Sep 7, 2017 4:10 PM PT


San Francisco in January could become the first U.S. city to adopt open source software to run its voting machines.

City officials last month authorized consulting group
Slalom to prepare a report on the benefits and challenges involved in using an open source voting machine platform. The city voted to pay Slalom US$150,000 for its research.

Meanwhile, the city this year will pay
Dominion Voting Systems $2.3 million to renew its contract for the company’s proprietary voting machine software. That system is nearing the end of its life cycle.

Officials hope a move to open source will make San Francisco’s voting software more transparent and secure, as well as less costly. The expectation is that an open source voting machine program would offer more security against hack attacks.
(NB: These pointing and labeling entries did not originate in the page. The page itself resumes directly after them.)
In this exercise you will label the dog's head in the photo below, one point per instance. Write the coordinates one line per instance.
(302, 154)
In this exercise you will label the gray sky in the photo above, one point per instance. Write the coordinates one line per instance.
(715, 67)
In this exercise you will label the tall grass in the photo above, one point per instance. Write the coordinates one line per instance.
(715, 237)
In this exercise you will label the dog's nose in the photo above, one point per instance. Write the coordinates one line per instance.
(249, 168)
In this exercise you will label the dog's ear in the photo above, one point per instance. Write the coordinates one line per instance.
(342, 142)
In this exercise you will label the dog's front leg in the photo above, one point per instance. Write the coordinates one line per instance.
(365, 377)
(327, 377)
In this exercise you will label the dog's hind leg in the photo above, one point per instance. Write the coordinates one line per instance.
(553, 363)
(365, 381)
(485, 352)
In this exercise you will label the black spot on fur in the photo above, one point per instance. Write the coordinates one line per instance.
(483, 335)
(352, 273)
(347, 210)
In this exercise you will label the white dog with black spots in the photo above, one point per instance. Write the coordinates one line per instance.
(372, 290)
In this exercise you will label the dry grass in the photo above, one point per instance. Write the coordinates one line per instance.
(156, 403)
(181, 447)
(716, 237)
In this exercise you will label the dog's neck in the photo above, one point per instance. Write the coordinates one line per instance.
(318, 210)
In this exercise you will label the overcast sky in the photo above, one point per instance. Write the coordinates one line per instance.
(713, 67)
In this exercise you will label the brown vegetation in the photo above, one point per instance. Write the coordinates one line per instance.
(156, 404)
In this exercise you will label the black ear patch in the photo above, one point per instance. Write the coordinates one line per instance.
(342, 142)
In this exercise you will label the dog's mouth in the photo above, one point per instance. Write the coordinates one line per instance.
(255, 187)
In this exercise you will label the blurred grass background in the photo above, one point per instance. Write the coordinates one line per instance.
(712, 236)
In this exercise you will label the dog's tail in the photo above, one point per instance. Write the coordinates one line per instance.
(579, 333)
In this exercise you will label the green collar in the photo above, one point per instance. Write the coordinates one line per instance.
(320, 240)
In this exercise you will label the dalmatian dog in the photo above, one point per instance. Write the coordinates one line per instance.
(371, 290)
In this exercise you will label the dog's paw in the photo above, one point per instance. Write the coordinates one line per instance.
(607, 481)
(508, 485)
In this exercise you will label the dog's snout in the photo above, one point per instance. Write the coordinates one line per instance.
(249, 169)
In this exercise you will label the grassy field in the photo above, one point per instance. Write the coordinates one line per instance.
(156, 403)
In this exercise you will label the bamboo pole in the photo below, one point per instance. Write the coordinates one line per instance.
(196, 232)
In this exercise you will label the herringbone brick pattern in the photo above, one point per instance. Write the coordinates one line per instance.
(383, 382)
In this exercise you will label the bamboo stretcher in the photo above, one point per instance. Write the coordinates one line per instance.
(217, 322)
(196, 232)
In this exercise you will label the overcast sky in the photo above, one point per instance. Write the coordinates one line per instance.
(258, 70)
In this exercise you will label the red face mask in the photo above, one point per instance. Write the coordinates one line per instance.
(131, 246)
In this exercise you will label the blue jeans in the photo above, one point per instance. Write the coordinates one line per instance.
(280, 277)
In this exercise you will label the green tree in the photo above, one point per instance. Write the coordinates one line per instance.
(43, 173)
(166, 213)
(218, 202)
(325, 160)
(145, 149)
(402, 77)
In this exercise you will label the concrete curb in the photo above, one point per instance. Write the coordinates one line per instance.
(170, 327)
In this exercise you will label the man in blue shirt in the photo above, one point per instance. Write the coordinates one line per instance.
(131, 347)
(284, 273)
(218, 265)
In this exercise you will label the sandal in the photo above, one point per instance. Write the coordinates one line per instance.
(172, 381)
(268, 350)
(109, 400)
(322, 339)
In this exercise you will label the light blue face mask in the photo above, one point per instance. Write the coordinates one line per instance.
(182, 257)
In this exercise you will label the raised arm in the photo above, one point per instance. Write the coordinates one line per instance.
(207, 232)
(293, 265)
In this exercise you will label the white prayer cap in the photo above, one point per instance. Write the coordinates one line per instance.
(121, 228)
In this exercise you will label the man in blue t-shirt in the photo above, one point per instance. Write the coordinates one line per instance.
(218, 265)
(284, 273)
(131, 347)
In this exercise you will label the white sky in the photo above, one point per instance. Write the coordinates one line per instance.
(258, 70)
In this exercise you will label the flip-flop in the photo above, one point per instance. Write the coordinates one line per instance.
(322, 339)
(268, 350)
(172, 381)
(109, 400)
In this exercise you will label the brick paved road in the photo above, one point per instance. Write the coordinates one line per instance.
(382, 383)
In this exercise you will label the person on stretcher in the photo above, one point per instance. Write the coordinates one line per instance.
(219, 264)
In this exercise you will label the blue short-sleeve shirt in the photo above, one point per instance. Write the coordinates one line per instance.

If the city should develop its own system, it then could provide the code to other cities.

Unlike proprietary software, open source code is available to anyone to vet potential security breaches. Users would not incur purchasing or subscription and licensing fees.

“Simply moving from closed to open source can help us to get to a start in increasing the security of the voting system,” said Jason Kent, CTO at San Francisco-based security consulting company
AsTech.

“However, it isn’t without some considerations that will have to be addressed,” he told LinuxInsider.